Superdiffusive central limit theorem for a Brownian particle in a critically-correlated incompressible random drift
Scott Armstrong, Ahmed Bou-Rabee, Tuomo Kuusi
TL;DR
This work analyzes a Brownian particle in R^d advected by a stationary, divergence-free, log-correlated random field, establishing a quenched superdiffusive central limit theorem with variance growing as $2 d c_* t (\log t)^{1/2}$ and a quenched invariance principle under a log-scale renormalization. The authors develop a rigorous multiscale renormalization group framework built on quantitative homogenization of the generator $\mathfrak{L}=\nabla\cdot(\nu I_d+\mathbf{k})\nabla$, introducing coarse-grained diffusion matrices and infrared cutoffs to track scale-by-scale diffusivity enhancements.
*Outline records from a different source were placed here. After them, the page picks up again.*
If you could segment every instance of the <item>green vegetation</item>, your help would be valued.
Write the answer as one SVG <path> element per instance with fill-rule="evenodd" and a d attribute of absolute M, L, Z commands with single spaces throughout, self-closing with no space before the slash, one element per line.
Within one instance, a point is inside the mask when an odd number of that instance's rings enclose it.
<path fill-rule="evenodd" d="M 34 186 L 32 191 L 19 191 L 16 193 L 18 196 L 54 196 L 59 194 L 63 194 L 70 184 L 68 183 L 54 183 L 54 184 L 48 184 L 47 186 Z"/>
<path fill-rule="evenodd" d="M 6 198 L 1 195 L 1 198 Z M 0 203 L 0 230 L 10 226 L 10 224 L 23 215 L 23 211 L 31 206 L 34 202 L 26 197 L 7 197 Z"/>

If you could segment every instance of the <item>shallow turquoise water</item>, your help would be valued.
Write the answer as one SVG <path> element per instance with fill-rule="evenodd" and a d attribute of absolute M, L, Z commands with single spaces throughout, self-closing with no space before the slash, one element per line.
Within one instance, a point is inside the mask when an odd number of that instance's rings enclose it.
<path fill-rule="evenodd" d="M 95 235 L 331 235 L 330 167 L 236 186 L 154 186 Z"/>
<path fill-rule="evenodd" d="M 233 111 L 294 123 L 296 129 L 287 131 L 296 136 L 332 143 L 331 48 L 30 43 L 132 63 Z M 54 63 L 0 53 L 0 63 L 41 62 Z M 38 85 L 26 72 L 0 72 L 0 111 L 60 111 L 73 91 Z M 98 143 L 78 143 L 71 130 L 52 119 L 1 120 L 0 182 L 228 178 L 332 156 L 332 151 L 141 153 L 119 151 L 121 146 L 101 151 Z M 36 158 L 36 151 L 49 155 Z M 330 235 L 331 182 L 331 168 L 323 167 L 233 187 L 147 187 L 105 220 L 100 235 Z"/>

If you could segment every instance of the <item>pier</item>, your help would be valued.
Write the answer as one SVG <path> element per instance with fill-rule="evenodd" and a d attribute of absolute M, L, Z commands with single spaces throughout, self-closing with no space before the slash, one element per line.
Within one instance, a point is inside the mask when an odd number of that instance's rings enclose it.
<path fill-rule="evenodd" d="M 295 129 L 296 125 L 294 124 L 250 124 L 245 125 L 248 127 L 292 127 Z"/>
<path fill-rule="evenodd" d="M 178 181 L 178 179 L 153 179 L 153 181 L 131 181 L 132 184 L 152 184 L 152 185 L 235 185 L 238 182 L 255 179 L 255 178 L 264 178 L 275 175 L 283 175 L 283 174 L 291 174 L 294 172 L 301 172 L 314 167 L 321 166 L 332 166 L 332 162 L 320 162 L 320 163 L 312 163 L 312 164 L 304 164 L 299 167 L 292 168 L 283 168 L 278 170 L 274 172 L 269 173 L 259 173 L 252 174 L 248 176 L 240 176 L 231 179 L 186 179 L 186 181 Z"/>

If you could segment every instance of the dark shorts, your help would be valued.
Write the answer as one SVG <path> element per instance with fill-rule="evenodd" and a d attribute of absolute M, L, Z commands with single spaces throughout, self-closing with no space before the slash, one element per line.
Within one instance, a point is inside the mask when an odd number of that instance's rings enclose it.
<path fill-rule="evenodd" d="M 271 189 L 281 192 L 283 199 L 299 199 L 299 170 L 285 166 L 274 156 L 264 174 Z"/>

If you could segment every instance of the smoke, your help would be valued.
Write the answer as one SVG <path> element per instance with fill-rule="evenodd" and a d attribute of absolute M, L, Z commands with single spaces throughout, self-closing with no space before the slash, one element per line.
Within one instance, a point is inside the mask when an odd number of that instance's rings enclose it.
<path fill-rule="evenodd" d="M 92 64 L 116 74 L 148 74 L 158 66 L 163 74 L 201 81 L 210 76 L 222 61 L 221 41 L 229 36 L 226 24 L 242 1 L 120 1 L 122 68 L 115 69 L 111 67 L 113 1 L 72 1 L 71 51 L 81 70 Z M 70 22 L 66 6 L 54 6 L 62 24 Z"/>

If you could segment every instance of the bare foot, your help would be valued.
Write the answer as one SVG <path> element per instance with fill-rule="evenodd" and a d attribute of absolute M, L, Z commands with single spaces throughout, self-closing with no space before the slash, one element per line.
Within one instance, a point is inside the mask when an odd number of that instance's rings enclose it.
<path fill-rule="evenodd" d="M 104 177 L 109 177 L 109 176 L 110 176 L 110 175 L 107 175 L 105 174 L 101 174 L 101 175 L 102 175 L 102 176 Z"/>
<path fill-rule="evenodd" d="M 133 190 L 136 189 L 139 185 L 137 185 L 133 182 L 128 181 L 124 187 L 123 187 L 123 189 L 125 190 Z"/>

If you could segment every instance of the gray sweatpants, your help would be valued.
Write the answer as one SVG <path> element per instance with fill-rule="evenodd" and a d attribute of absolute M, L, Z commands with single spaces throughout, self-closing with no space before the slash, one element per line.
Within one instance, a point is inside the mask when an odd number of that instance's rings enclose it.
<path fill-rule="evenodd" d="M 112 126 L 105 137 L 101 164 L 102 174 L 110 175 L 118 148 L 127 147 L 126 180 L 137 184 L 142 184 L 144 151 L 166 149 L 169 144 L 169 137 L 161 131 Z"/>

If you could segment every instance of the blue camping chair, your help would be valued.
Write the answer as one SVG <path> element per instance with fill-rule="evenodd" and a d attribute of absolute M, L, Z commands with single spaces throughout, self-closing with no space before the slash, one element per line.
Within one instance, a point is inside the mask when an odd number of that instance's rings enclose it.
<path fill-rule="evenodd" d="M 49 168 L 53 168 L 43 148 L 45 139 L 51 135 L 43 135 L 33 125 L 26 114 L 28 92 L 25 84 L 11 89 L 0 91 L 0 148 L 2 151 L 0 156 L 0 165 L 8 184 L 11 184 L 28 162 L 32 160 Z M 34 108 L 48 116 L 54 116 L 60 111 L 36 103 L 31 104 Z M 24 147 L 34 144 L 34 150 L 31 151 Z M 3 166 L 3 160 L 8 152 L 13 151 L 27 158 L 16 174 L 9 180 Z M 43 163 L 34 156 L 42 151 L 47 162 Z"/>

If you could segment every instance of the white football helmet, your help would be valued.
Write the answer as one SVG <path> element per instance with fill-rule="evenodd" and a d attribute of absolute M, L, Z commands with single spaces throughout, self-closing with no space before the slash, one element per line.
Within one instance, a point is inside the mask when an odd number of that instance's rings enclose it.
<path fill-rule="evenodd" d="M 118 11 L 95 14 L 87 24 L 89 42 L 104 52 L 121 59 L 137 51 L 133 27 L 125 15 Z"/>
They prove large-scale regularity results (Liouville theorems and $C^{0,\gamma}$/$C^{1,\gamma}$ estimates) and a detailed, scale-guided proof that the effective diffusivity grows like $\sqrt{2 c_* \log 3^m}$, culminating in a quenched invariance principle via homogenization of the infinitesimal generator. The paper combines localization, sharp coarse-graining, perturbative analysis, and stochastic concentration to achieve a full, quenched, multiscale picture of critical-log-correlated advection and demonstrates new methods in iterative homogenization applicable to other critical phenomena.
Abstract
We consider the long-time behavior of a diffusion process on $\mathbb{R}^d$ advected by a stationary random vector field which is assumed to be divergence-free, dihedrally symmetric in law and have a log-correlated potential. A special case includes $\nabla^\perp$ of the Gaussian free field in two dimensions. We show the variance of the diffusion process at a large time $t$ behaves like $2 c_* t (\log t)^{1/2}$, in a quenched sense and with a precisely determined, universal prefactor constant $c_*>0$. We also prove a quenched invariance principle under this superdiffusive scaling. The proof is based on a rigorous renormalization group argument in which we inductively analyze coarse-grained diffusivities, scale-by-scale. Our analysis leads to sharp homogenization and large-scale regularity estimates on the infinitesimal generator, which are subsequently transferred into quantitative information on the process.